I'll be honest.  I was raised that it simply wasn't polite to "toot your own horn".  But, sometimes...well, one just can't help oneself!  Here at P.O.S.H. we have always sought to take the path less traveled, and in so doing unearth for our customers the unique and the unexpected.  Case in point is our ever-changing range of vintage hotel silver.  Beautiful, functional pieces with provenance.  Pieces that tell a rich story anchored in a time and place that is no more.  Perhaps most things appear more romantic while wearing the glasses of nostalgia, but far be it from us to turn our noses up at nostalgia.  A good example of this was this gorgeous silverplated matchbox stand we found at market in the north of England.  It has long-since sold, but at times we rather enjoy looking wistfully back on some of our more glamorous offerings. 

In case you've forgotten Claridge's illustrious history, I've included the following brief synopsis:

"I don't want to go to heaven.
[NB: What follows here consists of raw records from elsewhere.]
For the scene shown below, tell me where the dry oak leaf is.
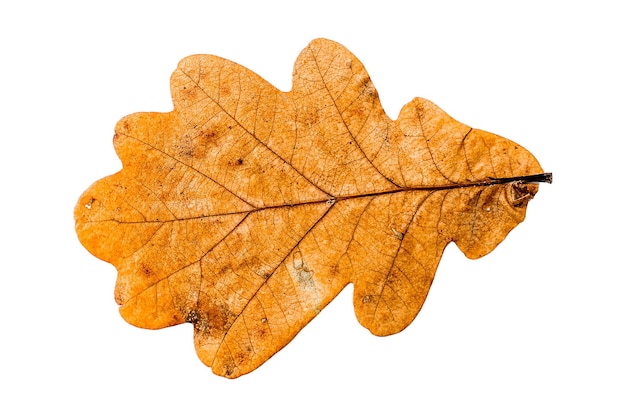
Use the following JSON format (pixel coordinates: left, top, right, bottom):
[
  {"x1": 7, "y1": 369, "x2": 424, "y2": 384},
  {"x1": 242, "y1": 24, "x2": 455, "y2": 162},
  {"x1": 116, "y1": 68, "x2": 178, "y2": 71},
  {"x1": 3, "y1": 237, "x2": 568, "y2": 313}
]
[{"x1": 75, "y1": 39, "x2": 551, "y2": 378}]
I want to go to Claridge's." - Spencer Tracy

For over a century Claridge's Hotel in London has enjoyed the patronage of the most illustrious families, leaders and dignitaries from around the world. In the heart of Mayfair, the hotel is within easy reach of Bond Street, Regent Street, Berkeley Square, Grosvenor Square and Hyde Park. Claridge’s first seed was sown in 1812, when James Mivart opened a hotel in the house at 51 Brook Street. The hotel was named Mivart's and was designed for guests who wished to stay in London for extended periods of time, rather than simply passing through.  Apartments were let by the month, rather than by the night. The Great Exhibition of 1851 brought a large influx of visitors and foreign royalty to London, including the Grand Duke Alexander of Russia and King William III of the Netherlands.  Both of them made Mivart’s their home away from home.
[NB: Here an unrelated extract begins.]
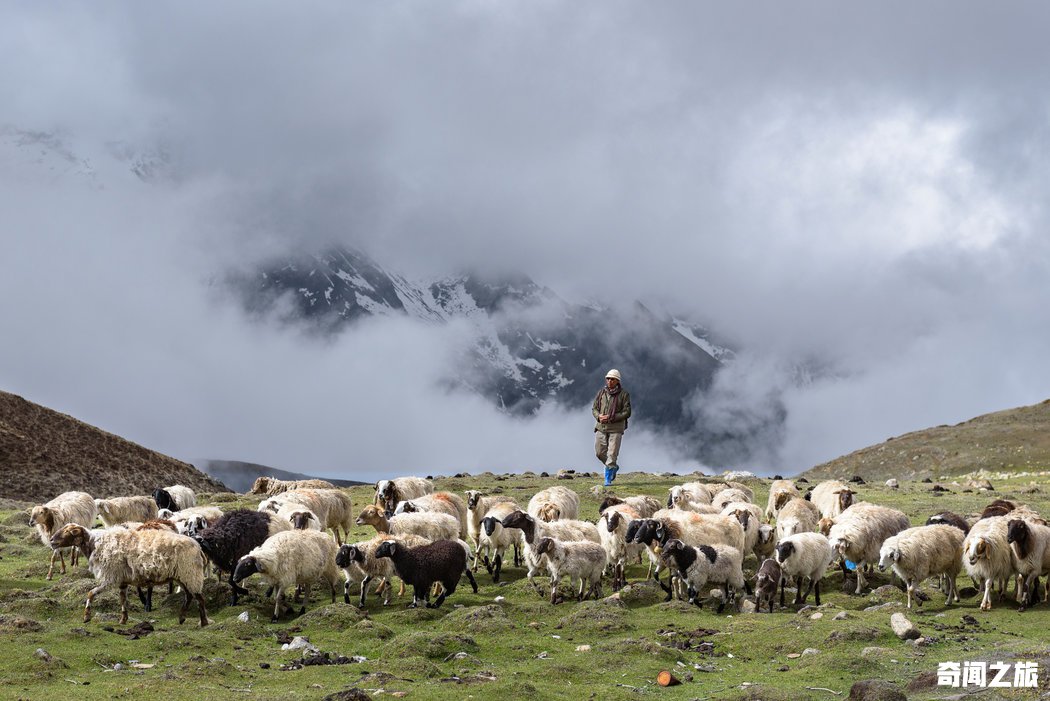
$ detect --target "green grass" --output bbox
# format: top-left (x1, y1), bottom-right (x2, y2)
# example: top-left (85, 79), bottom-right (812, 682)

At 49 Brook Street there had always been a separate hotel, run by husband and wife William and Marianne Claridge. In 1854 they purchased Mivart’s; Mivart, now in his 70s, was able to retire, and the Claridges owned the entire row of houses from no. 49 to the corner of the block. The goodwill associated with the Mivart name was such that the hotel initially traded as “Claridge’s, late Mivart’s” until Mivart’s death in 1856. Claridge’s, as the hotel would now be known, continued to attract the best of British and foreign aristocracy. Perhaps its greatest seal of approval came when Queen Victoria arrived with Prince Albert to visit the Empress Eugènie of France, who had made Claridge’s her winter quarters in 1860.
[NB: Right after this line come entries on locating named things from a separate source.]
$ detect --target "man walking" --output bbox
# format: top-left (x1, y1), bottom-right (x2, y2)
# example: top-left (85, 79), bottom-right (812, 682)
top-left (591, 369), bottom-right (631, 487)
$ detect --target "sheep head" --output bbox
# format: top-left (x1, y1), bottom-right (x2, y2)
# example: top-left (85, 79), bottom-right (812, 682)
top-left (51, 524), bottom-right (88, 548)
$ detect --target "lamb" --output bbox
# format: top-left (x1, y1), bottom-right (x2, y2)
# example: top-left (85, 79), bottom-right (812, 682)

Claridge’s truly came into its own after the First World War, when many aristocrats were forced to sell their London homes. Keeping a house in London which one might only use for six months of the year had become very expensive. Renting a suite at Claridge's was a great deal cheaper as the hiring and keeping of staff was no longer an issue. Claridge’s was fortunate to escape bombing during World War II, and remained a popular social gathering spot. Many royal families who found themselves exiled from their own countries as war raged across Europe made their way to the familiar haven that was Claridge’s. Notable among them was King Peter of Yugoslavia, exiled from his country in 1941 and his son, Crown Prince Alexander of Yugoslavia was born in Suite 212 in July 1945. Indeed even the British Royal Family became familiar with Claridge’s standards of hospitality and service, and chose to host many of their own private family parties at the hotel.

From Claridge's Hotel in London, an exquiste silverplate Matchbox Stand. Bottom-stamped Claridge's, this is a wonderful relic from one of the world's grandest hotels.